Lindsay Kalter
GHG Monitor
04/27/12
The University of Minnesota has sold intellectual property that merges geothermal energy production and carbon capture and sequestration technology to a South Dakota-based startup company, which will employ new technological concepts developed at the University that could help to mitigate prohibitive costs of CCS projects, according to project researchers. The launch of Heat Mining Company LLC is the most recent development in a three-year research effort that has investigated the use of sequestered carbon dioxide, rather than water, to extract heat from underground to be used for electricity generation—a practice that scientists say could also increase the efficiency of renewable electricity production.
The idea behind the so-called CO2 plume geothermal system (CPG) was conceived during a road trip, when earth sciences faculty member Martin Saar and then-graduate student Jimmy Randolph discussed the possibility of combining their existing research projects, Randolph told GHG this week. “Dr. Saar and myself had been doing basic research on geothermal energy and CCS separately, and we hit on the idea that maybe they could be directly merged,” said Randolph, now a postdoctoral fellow in the University’s earth sciences department and scientist at Heat Mining Company LLC. “After doing a bit of investigating, we determined that would actually make sense.”

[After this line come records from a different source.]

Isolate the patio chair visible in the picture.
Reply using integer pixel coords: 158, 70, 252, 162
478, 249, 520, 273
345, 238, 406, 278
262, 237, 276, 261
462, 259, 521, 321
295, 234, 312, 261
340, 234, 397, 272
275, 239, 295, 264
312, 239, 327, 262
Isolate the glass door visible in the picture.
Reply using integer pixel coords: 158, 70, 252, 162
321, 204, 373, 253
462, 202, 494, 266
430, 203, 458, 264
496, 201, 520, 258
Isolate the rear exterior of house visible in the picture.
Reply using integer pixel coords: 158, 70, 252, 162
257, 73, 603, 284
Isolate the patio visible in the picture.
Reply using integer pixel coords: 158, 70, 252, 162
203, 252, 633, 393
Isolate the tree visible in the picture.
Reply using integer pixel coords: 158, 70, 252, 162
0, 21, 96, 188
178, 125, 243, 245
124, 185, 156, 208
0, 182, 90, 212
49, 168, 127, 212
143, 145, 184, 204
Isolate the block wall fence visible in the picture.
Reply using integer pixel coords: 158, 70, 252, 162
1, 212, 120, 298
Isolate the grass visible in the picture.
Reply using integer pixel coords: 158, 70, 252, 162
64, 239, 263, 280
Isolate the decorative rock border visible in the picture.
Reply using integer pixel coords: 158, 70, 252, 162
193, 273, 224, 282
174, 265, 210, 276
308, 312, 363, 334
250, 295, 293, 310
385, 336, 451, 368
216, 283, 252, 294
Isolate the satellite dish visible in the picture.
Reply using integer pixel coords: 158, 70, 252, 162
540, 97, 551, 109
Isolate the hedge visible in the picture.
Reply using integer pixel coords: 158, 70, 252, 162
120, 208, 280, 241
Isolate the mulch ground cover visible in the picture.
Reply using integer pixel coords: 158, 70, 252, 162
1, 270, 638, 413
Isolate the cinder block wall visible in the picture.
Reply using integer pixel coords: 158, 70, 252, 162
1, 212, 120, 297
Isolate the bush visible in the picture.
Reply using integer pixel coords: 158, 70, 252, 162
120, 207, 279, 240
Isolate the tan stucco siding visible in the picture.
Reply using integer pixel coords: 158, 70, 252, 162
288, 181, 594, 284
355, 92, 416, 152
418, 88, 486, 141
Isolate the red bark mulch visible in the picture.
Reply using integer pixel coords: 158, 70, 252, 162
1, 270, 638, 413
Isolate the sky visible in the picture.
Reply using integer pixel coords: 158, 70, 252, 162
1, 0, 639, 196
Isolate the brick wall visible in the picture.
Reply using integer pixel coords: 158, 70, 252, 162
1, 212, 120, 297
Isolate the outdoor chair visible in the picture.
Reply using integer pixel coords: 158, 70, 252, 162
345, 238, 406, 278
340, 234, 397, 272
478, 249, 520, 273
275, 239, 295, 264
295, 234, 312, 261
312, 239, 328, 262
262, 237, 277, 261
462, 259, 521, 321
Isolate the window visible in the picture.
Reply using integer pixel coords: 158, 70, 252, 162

Project Began With $600K from University
In 2009, the project received a $600,000 grant from the Initiative for Renewable Energy and the Environment, a program within the university’s Institute on the Environment. The financial support allowed Randolph and Saar to organize a team of geologists, mechanical engineers, policy specialists and economists to help determine the technology’s feasibility from several angles.
The use of CO2 in geothermal processes presents a number of advantages, according to researchers, one being a decrease in the amount of energy required to sufficiently mobilize CO2 for the purpose of heat extraction. “It turns out the energy conversion is actually more efficient with CO2 than with water,” Thomas H. Kuehn, a mechanical engineering professor and co-developer of the technology, told GHG this week. “CO2 has higher mobility than water, so there’s basically less pumping power needed, and that increases the amount of power you can provide.” Kuehn added that most of the eligible locations for conventional geothermal projects are in hotspots in the western United States, but CO2 allows for a broader range of application, along with a greater number of rock formations in which it can be used.
Can Technology Offset CCS Costs?
According to project advocates, CPG could serve to offset the high costs of CCS—a barrier that has significantly increased public and federal resistance to CCS technologies worldwide. Steven J. Taff, associate economics professor at the university who is conducting financial modeling for the technology, said CPG could provide a financial boost to CCS projects in the absence of a carbon pricing scheme. He said the physical nature of CO2 creates a thermal syphon that reduces the need for injection and extraction pumps, which cuts costs.
But, he said, there are still several economic components that have yet to be investigated. “We think we’re in the same ball park as a whole lot of other renewable systems, but it really depends on the heat of the resource and the rate at which it comes out,” he told GHG. “All renewable costs depend on the resource. Context is everything.” He added that a single CPG system may not be large enough to defray the cost of CCS by any sizeable amount, but “if one were to chain several CPG systems into a single CCS system, we may be able to make a dent.”
The next step is to settle on a site location, which would ideally be one with a reserve of CO2 that has already been sequestered, said Steve O’Rourke, president of the privately-funded Heat Mining Company LLC. An alternative would be an enhanced oil recovery site, which may require high-cost equipment due to the more complex fluid created by a the mixture of CO2 with hydrocarbons and water. The third and probably least feasible option, O’Rourke said, is a wind and solar farm where the excess energy during high generation periods would be used to inject CO2 into the ground. "That one gets a bit more difficult just because of the source of CO2," said O’Rourke, who previously served as president of global exploration for BHP Billiton Petroleum. "That might entail some sort of drilling of both injection and production wells." Co-creator Randolph said a CCS site located in Canada is currently a front-runner, but no commitments have been made. The CCS injections for the project would begin in about two years, he said. But Taff said the project planning process will be a long one, given all of the moving parts. “Even if it proves to be the world’s greatest idea, we wouldn’t see it for a number of years,” he said.